Physiotherapeutic measures | Hip dysplasia – exercises from physiotherapy

Physiotherapeutic measures

Causes of hip dysplasia can be multiple pregnancies, premature births, family history and the position of the child in the mother’s womb. Immediately after birth, asymmetry, difficulty in abduction and a gluteal fold can be detected. An ultrasound examination ultimately provides clarity.

The greatest risk in hip joint dysplasia is the risk of dislocation due to the delayed ossification of the acetabular roof. In physiotherapy for hip dysplasia, it is especially important to positively influence the joint mobility and the position of the femoral head. The physiotherapist first tests the mobility in the hip, especially the rotation.

In most cases there is a rotation restriction, which is due to the poor fixation of the hip in the socket. Mobilization in the affected direction and manual therapy activates a metabolic process that is intended to remove pain mediators. In addition, the femoral head is brought into the correct position.

Mobility is improved in the long term, so that the strain during sports can also be increased. In addition to direct mobilization at the joint, the tone of the muscles should be reduced. In most cases, there is an increased tonus in the area of the adductors, which can be reduced by soft tissue techniques.

If other areas of the musculature are possibly tense due to incorrect loading, this can also be improved by soft tissue techniques or fascial solution. A gait analysis is also advisable, since the symptoms are aggravated due to the incorrect load when walking. This reveals further muscle imbalances, which can be trained with the appropriate strength training. Insoles may also help to improve the gait pattern. These should be prescribed by a doctor.The articles “Physiotherapy for hip disorders”, “Exercises for gait disorders” and “Physiotherapy for childhood hip dysplasia” may also be of interest to you.

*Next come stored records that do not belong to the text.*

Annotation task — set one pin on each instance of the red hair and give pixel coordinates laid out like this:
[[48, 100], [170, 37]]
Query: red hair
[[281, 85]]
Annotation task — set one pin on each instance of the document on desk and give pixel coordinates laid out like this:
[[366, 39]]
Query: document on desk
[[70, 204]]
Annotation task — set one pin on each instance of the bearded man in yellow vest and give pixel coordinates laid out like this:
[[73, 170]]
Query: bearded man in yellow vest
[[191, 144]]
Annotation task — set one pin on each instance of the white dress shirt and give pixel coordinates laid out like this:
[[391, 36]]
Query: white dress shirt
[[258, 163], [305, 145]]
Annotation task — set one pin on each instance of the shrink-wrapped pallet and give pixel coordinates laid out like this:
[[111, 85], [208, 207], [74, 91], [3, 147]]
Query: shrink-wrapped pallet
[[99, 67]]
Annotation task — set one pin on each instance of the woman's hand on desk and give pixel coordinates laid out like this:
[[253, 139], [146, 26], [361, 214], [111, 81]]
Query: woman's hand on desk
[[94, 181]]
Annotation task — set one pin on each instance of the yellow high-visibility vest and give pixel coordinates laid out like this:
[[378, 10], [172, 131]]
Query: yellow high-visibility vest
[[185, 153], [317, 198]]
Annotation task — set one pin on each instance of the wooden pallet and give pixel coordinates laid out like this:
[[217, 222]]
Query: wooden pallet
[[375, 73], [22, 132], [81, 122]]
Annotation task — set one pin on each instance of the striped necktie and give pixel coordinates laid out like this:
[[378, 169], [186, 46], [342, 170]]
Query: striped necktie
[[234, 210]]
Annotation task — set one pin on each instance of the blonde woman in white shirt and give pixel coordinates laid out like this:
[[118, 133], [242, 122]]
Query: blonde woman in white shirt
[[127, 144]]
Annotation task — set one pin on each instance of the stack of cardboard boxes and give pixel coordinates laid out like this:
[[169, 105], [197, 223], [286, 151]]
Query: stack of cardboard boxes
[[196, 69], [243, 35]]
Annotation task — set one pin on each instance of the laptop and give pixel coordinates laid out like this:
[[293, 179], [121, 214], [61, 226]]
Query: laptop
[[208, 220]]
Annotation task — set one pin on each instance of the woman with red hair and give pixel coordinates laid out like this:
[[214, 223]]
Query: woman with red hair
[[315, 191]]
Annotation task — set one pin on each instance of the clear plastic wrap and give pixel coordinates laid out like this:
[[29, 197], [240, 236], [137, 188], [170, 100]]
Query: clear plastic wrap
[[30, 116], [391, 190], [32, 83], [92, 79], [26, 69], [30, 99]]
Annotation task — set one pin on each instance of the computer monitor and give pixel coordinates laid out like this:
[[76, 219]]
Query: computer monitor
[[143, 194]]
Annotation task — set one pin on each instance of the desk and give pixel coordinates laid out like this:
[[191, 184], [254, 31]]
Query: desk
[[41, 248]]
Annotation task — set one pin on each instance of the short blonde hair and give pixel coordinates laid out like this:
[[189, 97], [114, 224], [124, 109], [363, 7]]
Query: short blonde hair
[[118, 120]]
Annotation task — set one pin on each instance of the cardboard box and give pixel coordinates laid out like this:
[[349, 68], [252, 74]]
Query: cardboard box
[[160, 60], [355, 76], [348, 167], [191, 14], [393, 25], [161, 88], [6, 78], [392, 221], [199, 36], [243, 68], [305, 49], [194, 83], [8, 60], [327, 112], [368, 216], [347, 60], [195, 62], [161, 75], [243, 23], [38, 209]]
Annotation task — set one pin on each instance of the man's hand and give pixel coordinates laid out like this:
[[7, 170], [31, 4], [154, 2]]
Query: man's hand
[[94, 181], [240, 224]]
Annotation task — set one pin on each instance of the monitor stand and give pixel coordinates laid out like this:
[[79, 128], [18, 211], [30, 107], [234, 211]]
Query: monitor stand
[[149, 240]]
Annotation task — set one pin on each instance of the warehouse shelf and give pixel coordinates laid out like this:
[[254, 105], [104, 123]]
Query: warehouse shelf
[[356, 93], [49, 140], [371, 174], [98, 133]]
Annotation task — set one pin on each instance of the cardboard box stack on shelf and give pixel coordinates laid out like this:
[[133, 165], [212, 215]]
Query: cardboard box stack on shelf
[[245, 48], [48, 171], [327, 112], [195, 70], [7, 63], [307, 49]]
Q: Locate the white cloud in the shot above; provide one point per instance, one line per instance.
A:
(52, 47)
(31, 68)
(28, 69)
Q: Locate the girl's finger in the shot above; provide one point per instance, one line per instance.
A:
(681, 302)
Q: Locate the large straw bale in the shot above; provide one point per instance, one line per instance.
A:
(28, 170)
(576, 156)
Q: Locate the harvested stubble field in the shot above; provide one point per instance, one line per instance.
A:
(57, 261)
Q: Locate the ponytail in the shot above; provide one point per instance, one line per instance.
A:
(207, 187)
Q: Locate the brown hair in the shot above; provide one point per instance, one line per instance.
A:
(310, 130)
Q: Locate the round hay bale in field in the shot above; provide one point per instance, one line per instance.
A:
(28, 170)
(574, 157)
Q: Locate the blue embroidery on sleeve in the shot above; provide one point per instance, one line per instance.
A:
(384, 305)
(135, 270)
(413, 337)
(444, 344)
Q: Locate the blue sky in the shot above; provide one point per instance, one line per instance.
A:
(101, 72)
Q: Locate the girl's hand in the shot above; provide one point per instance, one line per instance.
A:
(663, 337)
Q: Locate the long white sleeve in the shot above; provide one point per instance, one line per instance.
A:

Is physical activity allowed in hip dysplasia?

Sport in case of hip dysplasia is generally not a problem. However, in order to avoid a worsening and an incipient arthrosis or possible dislocation, strengthening and stretching exercises should be done continuously and accompanied by physiotherapy. Furthermore, excessive jumping and stopping sports should be avoided, as the pressure on the hip joint is very high.

Jogging should also be avoided during the acute phase, but can be gently resumed once the symptoms have subsided and muscle strength has improved. Gentle sports like swimming or cycling are no problem. Yoga, Pilates and other relaxing sports are very effective for stretching the muscles surrounding the hips.